Avec Alain Ducasse, nous sommes dans une relation de confiance. Il n’est pas là en tant que professeur. J’ai beaucoup appris auprès de chacun d’eux en termes d’assaisonnement. L’important ce n’est pas le sucre mais l’essence du goût. Lorsque vous croquez dans le citron en trompe-l’œil, vous avez vraiment l’impression de croquer dans le fruit. Alain Ducasse aime que l’on remplace le sucre par d’autres produits, plus sains et naturels.
Aujourd’hui, qu’est-ce qui vous amuse le plus ?
J’aimerais vraiment créer une pâtisserie française. On a le Saint-honoré, alors pourquoi ne pas réussir à présenter une pâtisserie typique qui fasse le tour du monde ? Pour cela, il lui faudrait une histoire mais aussi que chacun d’entre nous puisse s’amuser à la refaire à sa manière.
© Arnaud Dauphin Photographie
Vous vous positionnez plutôt comme un artiste ou un artisan ?
Je suis à la fois un artisan car je n’utilise pas de machines – toutes nos pâtisseries sont faites à la main avec mon équipe – mais aussi sans doute un artiste.
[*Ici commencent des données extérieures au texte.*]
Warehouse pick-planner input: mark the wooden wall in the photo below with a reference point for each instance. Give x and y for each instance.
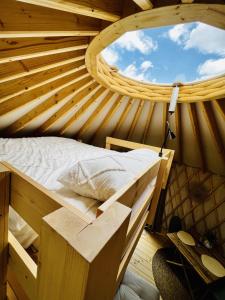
(207, 214)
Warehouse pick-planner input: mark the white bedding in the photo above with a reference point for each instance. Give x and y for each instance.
(44, 159)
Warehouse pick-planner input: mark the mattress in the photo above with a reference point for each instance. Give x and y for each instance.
(44, 159)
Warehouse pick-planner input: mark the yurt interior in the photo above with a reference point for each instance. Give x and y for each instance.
(112, 150)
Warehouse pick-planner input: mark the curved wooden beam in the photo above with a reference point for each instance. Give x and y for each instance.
(78, 7)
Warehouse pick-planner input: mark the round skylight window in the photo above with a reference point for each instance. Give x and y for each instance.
(180, 53)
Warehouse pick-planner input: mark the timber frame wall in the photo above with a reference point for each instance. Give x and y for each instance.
(74, 250)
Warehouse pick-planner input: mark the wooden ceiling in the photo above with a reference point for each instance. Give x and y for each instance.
(45, 88)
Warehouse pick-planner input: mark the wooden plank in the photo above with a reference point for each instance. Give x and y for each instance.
(23, 266)
(4, 209)
(98, 110)
(196, 130)
(23, 85)
(22, 49)
(82, 109)
(122, 117)
(107, 118)
(135, 119)
(220, 107)
(157, 192)
(55, 86)
(30, 20)
(81, 257)
(213, 128)
(78, 97)
(26, 71)
(148, 122)
(33, 201)
(144, 4)
(38, 110)
(86, 8)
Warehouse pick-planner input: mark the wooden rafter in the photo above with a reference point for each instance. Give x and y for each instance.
(179, 140)
(122, 117)
(18, 101)
(97, 111)
(187, 1)
(38, 110)
(107, 118)
(82, 110)
(41, 68)
(79, 95)
(144, 4)
(213, 128)
(135, 119)
(148, 122)
(196, 130)
(39, 48)
(13, 88)
(77, 7)
(220, 107)
(25, 20)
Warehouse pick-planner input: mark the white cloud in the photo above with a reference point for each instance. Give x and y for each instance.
(138, 73)
(179, 33)
(110, 55)
(136, 40)
(207, 39)
(211, 67)
(146, 65)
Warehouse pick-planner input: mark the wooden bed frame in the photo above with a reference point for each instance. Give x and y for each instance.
(78, 258)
Réaliser une bûche de Noël est un travail impossible si l’on n’a pas de sens artistique. Chaque dessert doit avoir ce côté artistique pour véhiculer la folie créatrice du pâtissier.
Qui dit établissement de luxe, dit forcément demandes particulières ?
En étant dans un palace, nos convives pensent que tout est possible, même créer un gâteau en moins d’une heure ! Pour son mariage, Thierry Ardisson voulait une pièce montée entièrement composée de citrons. Son vœu n’étant pas réalisable techniquement, je lui ai alors proposé de sculpter un arbre en chocolat d’1m60 depuis lequel lui et ses invités ont pu cueillir leur citron directement depuis ce citronnier éphémère.